Il y a quatre générations, la famille Karout n’était pas encore une famille d’apiculteurs. Au village, la plupart des villageois vivait du ver à soie et pendant des siècles cette activité a apporté prospérité aux habitants. Mais un jour, une menace est arrivée : la soie artificielle. Moins chère, plus facile à produire, elle a inondé le marché du textile. Presque du jour au lendemain tous les habitants du village se retrouvèrent sans travail.

 

Comment une abeille a sauvé un village?

Dans la famille tout le monde connaît l’histoire de l’arrière grand-père. Alors qu’il cherchait comment sortir le village de la pauvreté, une abeille est venue se poser sur sa main. C’est là qu’il a eu l’idée. La solution était sous ses yeux. Nous ferons du miel ! C’est ainsi qu’était né le premier apiculteur du village. Une activité qui allait bientôt se répandre à tous les villageois, formés par son fils. Mais pour le village, l’apiculture était plus qu’une activité, c’était une histoire d’amour avec les abeilles, ces petits êtres ailés qui les avaient sauvé de la misère. “Au fil des ans, nous avons appris à les connaître, nous savons comment travailler avec elles, nous savons quelles sont les plantes mellifères dont elles raffolent.”, explique Ibrahim-Bernard Karout, l’héritier de cette lignée d’apiculteurs.

 

 

Éleveurs d’abeilles de père en fils

Quand Ibrahim-Bernard Karout récolte le miel, les abeilles l’accueillent en dansant autour de lui. Il ne porte ni combinaison protectrice ni gants.

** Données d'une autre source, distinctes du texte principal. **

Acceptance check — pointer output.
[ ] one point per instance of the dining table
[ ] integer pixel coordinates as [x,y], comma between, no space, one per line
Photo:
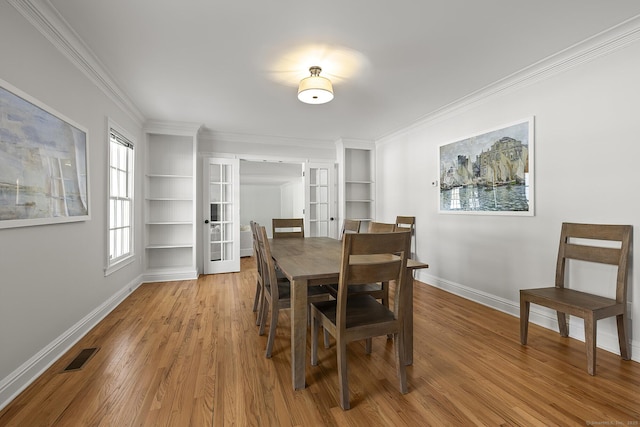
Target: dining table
[313,261]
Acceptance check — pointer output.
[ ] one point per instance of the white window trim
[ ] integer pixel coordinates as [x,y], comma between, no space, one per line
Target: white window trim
[111,267]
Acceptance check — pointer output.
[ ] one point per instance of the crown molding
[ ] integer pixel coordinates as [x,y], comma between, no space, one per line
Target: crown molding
[46,19]
[594,47]
[172,128]
[208,134]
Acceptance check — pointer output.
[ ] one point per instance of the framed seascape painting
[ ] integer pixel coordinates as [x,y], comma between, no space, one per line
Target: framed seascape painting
[489,173]
[43,163]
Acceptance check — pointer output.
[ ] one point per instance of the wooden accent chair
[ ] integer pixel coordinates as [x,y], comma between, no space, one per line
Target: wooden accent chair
[350,226]
[366,258]
[408,222]
[287,227]
[278,297]
[381,227]
[588,306]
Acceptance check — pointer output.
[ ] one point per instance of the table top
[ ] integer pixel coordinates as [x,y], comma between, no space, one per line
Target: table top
[313,257]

Quand nous lui demandons pourquoi, il sourit: “quand j’étais petit, je jouais avec elles”. Ses filles se souviennent du jour des premières récoltes de l’année quand elles étaient petites: “on attendait avec nos cousins que les premières gouttes de miel coule du maturateur sur notre pain, c’était un goût inoubliable”. © Photo: Sebastien Soriano/Le Figaro

 

 

Un savoir faire ancestral, une authenticité française

Rime, la fille aînée de Bernard, et son mari Fadi, la dernière génération Karout, ont créé la marque l’Abeille Française pour perpétuer ce savoir-faire familial unique. “Avec le projet Beelive, nous formons et accompagnons les futurs apiculteurs d’île-de-France, explique Fadi, aujourd’hui plus que jamais nous devons transmettre cet amour des abeilles. Ce n’est plus l’avenir d’un village qui dépend d’elles mais l’avenir de l’humanité.”

 

 

Un miel conçu par amour

Aujourd’hui, une grande partie du miel que l’on trouve en grande surface ne vient pas des abeilles, c’est un mélange de sucre. Produire du miel pur, dans des conditions optimales, est le seul moyen de sauver les abeilles. « C’est notre raison d’être, et nous nous efforçons de mettre le même amour à récolter le miel que les abeilles mettent à le fabriquer.”